Commerce in the Hellenistic world was stimulated by a circulation of money that went deeper and farther than in earlier times. When Alexander had taken possession of the treasures of the Persian king in Susa, Persepolis, and Ekbatana, he had much of the gold and silver coined, and this money was brought into circulation by way of payments to his troops. Successors such as Antigonus and Seleucus would do the same with what was left of the treasures. This sudden and huge increase in the money supply, hardly balanced by any increase in the production of goods, caused serious inflation in the Hellenistic world. At the same time, the now monetized economy of western Asia was connected with that of the Greek world proper, creating one large, integrated economic system. Formally, there was no question of a monetary union, though, for the Greek cities and the new Hellenistic kingdoms had their own currencies in the form of bronze and silver coins, while since the time of Philip and Alexander some cities and all the kingdoms also minted gold coins. But the coins were easily interchanged, the silver and gold coins deriving their value essentially from their weight in precious metal. The most important unit was the silver drachme, usually modeled on the Attic standard, and the silver tetradrachms (four drachmas) minted by Alexander and the Hellenistic kings dominated international trade. Toward the end of the 3rd century BC, Roman coins were added to the international currency: the silver
Denarius and sestertius (one fourth of a denarius), and since the 1st century BC, golden Roman aurei would be irregularly issued. Understandably, the money changer became a familiar figure in the big Hellenistic cities.
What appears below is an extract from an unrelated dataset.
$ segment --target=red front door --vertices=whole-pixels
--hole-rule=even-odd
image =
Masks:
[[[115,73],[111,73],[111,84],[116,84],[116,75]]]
The evolution from money changer to banker had already started in the 4th century BC. In the classical poleis, temples had functioned as places where individuals and states could leave their valuables as deposits, for safekeeping. States could also borrow from the temples, in which case the temple lent from its own property, not from the deposits stored in it. Thus, the temples did not function as rudimentary “banks” in the modern sense. In the 4th century BC, however, in Athens and the Piraeus, the money changer, taking over the role of “deposit banks” from the temples, at least for private citizens, did assume some functions of the modern banker. One could deposit money with the moneychanger or money dealer without receiving any interest, but the dealer was obligated to make the money available at any given moment or to pay the money to a third party after a written order to that effect was issued. In that way, a rudimentary credit system could develop. Cicero could transfer money from Rome to his son in Athens by writing to his banker without having to send, literally, a heap of coins overseas. The banker, in his turn, could try to make more money for himself with the sums entrusted to him by investing in certain economic activities, such as giving a loan to merchants against an interest that could vary from 10% to 30%, usually with the ship and/or its cargo as security. It seems that in some places, such as commercially important Delos, the temples could also act in such a banking capacity. No doubt all this favored international trade in the Hellenistic world. Yet, both the budding banking activities and the international trade itself remained hemmed in by various limitations inherited from the previous period that prevented commerce and banking from flourishing as in the early modern age. Loans and commercial activities in antiquity were essentially ad hoc activities, aimed at a specific transaction. Merchants pooled their money—either their own or borrowed from a third party such as a “banker”—for one commercial enterprise at the time, not for a business or “company” that would endure. In the prevailing juridical systems, which acknowledged only individual accountability, the creation of a company or firm together with partners was virtually impossible.
Apart from the usual unavailability of interest on money deposited, this simple “banking system” had another weakness: it catered exclusively to the very rich. For the common people, it was impossible not only to borrow but also to deposit money and thus to save. “Saving” money in antiquity meant safekeeping, and often in a primitive way by literally hiding money in a pot in the ground. As a result, only the very rich made use of “bankers” or indulged in a little “banking” themselves by giving loans, often against exorbitant interest rates, to merchants for commercial activities or to cities for paying their tributes to kings or states—to the Roman state, in particular. Especially, rich Romans of the equestrian order or “knights” (the elite ranking just below the senatorial class) in the 2nd and 1st centuries BC often used their wealth in that way. United in a sort of consortium, they rented the tax for one year that a given province had to pay to Rome, the amount of which had been fixed in advance, by simply paying that amount of money into the Roman treasury first and collecting, or rather extorting, the actual tax in the province concerned afterward, with a considerable surplus, amounting to 100% of the taxes due, as a reward for themselves. The
Practice was regularly lamented by the provincials, who, however, were mostly powerless, since the governor would protect the tax collectors with his troops, and would usually receive a fair share of the profits. These persons, known as publicani (since it was public transactions that they leased from the Roman government), were understandably hated. It could also happen that when the Romans imposed on a province an extra amount of tribute by way of punishment, the cities there had to borrow the full amount from a group of publicani, who then proceeded to collect their money with exorbitant interest in annual installments for the next few years. In this way, in the last two centuries of the Roman Republic, enormous amounts of money, that is, coins in silver and in gold, ended up in Roman hands, part of a general process of shifting wealth and economic prosperity from the eastern Mediterranean to Italy, as a result of the expansion of Rome.